“Design for a Piano” by Anonymous, French, 19th century. The Metropolitan Museum of Art, New York.
Just Jump It
memoir excerpt by Mary E. Wood
Something was in the air. All week, a hot, dry, wind had been blowing into L.A. from the desert. Inside our Hollywood bungalow, half a block up from Highland Avenue, my parents slid past each other, silent, their backs to the wall. Adrian, June, and I eyed each other across the braided living room rug. The television, all grainy and blurred, never quite right despite Dad’s repeated attempts to fix it, blared out news of the Vietnam War. Adrian picked up his guitar. He didn’t exactly play. He was twelve, two years older than me, all bony and far away. His slender fingers draped over the strings, tapping them ever so lightly, tap, tap, tap. The strings buzzed like a fly in the window screen.
Mom and Dad circled each other like cats new to the neighborhood. We scuttled around them, staying out of the way. As dinnertime approached, we settled on a chair and sofa, clutching comic books, coloring books, a novel from the library.
My mother had been away at a mental hospital. Schizophrenia, the doctors said. But now she was back, slower and steely-eyed. She had seen things we couldn’t imagine and lived in rooms we didn’t know. Dad went to visit her, but she crumpled and lay still at his feet. Better come back later, they said.
In the dining room, Mom set each plate down with a loud thunk on its yellow flowered place mat. Every few seconds, she glanced at Dad where he now sat behind the newspaper. Then, she cast her eyes quickly, furtively, at the baby grand piano that hunched like a black bear in a corner of the living room. It wasn’t more than fifteen feet away from her, but she measured the distance as if she were hatching her escape route over the Alps.

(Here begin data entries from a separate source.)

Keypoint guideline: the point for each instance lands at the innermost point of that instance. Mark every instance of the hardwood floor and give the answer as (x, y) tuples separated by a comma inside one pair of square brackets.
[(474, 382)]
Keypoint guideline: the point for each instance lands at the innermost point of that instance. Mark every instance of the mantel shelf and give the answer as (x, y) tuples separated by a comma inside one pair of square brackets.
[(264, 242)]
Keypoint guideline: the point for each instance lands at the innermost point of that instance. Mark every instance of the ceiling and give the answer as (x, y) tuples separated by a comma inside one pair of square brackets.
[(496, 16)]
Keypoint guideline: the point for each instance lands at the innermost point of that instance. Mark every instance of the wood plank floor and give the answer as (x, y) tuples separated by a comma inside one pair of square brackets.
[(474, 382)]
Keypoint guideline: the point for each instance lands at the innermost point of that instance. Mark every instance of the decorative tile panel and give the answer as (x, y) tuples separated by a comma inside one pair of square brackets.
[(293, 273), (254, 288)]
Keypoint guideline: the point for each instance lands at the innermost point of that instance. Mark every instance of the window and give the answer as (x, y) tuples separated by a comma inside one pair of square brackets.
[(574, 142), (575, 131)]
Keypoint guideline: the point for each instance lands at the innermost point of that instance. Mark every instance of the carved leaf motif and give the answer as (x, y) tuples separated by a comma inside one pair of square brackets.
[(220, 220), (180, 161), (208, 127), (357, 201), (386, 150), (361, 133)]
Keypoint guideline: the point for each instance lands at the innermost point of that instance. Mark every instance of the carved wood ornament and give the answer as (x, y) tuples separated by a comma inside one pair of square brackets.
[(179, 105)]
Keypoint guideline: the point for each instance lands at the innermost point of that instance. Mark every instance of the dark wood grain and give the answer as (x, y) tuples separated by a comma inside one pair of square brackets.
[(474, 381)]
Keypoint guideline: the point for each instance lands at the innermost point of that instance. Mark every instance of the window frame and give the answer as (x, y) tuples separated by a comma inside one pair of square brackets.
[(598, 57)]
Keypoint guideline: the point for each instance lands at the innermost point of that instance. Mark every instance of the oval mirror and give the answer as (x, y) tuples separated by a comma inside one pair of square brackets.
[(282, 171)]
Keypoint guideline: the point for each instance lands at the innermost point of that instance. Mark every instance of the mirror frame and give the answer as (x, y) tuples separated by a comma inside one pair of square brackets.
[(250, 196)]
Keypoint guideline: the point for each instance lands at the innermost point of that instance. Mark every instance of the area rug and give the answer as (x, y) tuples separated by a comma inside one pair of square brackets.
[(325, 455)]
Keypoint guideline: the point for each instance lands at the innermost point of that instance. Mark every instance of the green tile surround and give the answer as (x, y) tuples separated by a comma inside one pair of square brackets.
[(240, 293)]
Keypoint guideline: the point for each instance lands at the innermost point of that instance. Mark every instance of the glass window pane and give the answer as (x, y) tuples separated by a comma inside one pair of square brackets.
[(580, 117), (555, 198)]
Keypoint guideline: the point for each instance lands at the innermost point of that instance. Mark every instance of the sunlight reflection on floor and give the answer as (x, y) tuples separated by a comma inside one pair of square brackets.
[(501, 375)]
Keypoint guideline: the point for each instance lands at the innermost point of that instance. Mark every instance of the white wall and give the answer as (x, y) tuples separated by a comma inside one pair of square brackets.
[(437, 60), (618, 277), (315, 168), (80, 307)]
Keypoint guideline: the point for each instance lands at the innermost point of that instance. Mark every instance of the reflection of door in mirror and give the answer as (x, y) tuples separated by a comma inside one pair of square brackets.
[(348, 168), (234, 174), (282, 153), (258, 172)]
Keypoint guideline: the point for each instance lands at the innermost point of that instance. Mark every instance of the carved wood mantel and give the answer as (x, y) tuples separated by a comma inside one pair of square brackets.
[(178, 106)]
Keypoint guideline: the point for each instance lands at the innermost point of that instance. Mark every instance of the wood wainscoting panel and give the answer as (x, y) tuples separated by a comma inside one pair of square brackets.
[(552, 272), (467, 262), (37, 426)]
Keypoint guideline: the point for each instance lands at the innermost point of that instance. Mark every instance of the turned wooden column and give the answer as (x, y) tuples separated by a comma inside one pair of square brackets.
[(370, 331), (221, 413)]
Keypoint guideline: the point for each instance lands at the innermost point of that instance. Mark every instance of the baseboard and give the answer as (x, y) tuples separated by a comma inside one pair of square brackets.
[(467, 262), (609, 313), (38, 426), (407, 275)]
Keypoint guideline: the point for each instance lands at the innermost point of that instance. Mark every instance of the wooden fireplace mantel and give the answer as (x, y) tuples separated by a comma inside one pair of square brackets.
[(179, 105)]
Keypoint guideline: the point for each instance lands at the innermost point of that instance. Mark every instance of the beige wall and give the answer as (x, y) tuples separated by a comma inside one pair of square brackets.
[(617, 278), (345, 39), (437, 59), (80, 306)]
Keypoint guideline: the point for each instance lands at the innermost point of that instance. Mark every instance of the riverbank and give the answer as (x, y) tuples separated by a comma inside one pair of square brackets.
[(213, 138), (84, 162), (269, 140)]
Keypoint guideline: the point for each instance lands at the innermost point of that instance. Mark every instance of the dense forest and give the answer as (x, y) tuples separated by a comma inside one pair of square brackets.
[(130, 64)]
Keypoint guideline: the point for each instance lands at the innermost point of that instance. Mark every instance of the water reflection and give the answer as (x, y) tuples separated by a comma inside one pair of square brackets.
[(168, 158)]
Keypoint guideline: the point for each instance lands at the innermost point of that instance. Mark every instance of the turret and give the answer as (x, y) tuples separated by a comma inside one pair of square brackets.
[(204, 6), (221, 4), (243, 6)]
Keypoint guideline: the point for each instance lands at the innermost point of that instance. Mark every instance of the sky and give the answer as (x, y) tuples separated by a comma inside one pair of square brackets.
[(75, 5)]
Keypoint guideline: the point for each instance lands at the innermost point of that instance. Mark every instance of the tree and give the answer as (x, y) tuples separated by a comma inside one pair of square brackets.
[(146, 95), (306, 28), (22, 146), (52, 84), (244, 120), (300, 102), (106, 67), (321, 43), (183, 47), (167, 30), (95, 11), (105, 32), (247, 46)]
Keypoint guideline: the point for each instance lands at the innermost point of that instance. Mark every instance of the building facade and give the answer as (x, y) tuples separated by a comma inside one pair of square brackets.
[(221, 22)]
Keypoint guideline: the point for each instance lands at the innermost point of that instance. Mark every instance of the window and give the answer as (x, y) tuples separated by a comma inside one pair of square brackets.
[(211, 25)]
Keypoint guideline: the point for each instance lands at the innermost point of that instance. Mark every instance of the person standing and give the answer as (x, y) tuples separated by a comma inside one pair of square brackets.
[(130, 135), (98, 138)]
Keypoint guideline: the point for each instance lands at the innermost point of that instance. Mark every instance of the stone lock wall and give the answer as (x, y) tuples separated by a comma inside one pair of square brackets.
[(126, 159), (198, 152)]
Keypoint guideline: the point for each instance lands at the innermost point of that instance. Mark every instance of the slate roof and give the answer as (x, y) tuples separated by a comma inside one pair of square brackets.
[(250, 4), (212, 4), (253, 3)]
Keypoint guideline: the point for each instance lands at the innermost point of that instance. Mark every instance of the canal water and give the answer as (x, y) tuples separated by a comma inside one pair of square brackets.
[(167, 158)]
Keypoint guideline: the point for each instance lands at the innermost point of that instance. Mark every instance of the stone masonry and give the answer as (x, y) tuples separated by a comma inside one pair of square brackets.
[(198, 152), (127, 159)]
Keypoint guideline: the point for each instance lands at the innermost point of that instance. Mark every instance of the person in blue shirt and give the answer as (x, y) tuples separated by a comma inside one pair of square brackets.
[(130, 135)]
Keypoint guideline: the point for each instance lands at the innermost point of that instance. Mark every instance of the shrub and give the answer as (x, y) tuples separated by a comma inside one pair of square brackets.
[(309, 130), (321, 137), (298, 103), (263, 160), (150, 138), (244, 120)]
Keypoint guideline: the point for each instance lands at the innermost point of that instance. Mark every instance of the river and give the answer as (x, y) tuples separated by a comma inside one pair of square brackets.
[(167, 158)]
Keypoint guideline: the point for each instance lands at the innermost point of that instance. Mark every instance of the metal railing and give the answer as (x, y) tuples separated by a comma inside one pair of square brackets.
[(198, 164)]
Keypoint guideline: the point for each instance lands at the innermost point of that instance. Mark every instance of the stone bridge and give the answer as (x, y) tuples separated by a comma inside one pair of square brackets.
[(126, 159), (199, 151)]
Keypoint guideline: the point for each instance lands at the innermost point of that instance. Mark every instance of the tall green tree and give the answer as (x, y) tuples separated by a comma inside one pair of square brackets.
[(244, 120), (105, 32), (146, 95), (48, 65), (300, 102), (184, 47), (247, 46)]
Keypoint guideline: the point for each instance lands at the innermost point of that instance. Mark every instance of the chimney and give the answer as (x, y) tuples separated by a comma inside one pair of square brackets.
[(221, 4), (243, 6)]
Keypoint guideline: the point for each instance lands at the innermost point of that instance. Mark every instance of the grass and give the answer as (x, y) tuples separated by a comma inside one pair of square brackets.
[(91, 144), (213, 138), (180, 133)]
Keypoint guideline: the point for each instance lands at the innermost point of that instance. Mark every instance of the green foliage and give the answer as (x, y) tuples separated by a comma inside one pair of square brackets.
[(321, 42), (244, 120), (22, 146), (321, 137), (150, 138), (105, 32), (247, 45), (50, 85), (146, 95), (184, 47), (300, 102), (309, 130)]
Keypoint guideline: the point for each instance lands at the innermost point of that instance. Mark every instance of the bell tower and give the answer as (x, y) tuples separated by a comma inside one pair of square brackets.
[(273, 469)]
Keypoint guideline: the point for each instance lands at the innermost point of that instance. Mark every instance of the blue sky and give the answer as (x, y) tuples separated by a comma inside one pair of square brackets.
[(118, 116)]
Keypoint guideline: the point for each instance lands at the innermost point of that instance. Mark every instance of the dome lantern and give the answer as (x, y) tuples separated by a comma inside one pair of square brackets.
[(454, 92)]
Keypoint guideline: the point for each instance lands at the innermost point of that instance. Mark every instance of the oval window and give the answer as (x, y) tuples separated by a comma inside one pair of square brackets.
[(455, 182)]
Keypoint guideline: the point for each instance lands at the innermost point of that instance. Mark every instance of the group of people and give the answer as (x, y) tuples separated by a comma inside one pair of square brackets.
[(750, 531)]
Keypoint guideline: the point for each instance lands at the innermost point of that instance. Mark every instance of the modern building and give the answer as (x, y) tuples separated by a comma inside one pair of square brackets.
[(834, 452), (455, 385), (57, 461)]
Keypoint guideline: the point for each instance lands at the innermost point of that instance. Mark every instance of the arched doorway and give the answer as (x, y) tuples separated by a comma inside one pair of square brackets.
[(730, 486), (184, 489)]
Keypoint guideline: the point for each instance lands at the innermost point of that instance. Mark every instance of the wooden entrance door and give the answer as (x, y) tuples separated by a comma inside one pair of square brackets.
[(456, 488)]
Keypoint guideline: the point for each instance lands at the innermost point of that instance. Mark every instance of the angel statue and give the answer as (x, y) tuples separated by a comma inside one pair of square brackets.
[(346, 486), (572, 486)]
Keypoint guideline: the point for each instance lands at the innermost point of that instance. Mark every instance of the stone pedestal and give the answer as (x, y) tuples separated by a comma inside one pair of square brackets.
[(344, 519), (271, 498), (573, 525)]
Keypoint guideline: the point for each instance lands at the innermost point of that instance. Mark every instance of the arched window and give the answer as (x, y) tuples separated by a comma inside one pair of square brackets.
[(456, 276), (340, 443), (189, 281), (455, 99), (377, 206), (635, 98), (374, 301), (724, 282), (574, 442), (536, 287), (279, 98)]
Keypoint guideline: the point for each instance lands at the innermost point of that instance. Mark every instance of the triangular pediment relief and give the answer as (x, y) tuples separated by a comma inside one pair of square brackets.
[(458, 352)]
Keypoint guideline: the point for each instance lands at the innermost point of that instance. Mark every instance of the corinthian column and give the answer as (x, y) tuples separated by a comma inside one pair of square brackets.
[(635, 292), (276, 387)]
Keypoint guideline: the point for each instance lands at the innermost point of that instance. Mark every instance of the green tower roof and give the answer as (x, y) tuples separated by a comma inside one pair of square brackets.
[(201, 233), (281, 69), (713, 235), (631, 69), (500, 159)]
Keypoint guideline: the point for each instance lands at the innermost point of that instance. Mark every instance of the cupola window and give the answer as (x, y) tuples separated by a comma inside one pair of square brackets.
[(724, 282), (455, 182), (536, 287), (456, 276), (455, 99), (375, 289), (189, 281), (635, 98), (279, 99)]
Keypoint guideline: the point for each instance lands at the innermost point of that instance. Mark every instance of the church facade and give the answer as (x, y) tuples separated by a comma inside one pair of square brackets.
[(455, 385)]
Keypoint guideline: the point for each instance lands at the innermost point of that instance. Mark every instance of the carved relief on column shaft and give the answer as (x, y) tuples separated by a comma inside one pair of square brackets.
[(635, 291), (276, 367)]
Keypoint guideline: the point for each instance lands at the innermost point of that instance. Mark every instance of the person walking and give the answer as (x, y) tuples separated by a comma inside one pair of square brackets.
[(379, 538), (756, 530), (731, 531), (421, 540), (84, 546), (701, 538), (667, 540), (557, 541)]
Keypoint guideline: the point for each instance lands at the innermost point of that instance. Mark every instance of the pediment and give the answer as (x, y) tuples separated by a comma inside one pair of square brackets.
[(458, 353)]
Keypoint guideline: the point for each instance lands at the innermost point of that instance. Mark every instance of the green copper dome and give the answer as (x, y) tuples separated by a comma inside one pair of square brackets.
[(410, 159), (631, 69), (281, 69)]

Mom disappeared back into the kitchen. Still reading his newspaper, clutching the pages with his big, freckled hands, my father had one ear cocked to the sounds coming from the kitchen as she got ready for dinner– the clang of the stewpot on the stove, the thook of the refrigerator door, the clomp of her shoes around the table. She walked like that, her feet flat and heavy. Sometimes, she whistled, purposefully or not, her lips pursed to a precise, tiny point.
Out of the corner of my eye, I saw Dad turn his head slightly as, like a cat that’s done with its racket in the alley, Mom eased back into the dining room, quietly slipping off her apron. I softly turned a page in my book as Mom began to tiptoe towards the living room, first slowly, then a little more quickly. Soon she was almost running, her eyes locked on the finish line, the piano. Dad crushed the newspaper into his lap and glared at her. She slid onto the piano bench, scooted it out slightly, then, in one smooth motion, pulled out her yellow Schirmer’s book of Chopin waltzes from a stack on top of the piano and opened it on the stand above the keyboard, victorious.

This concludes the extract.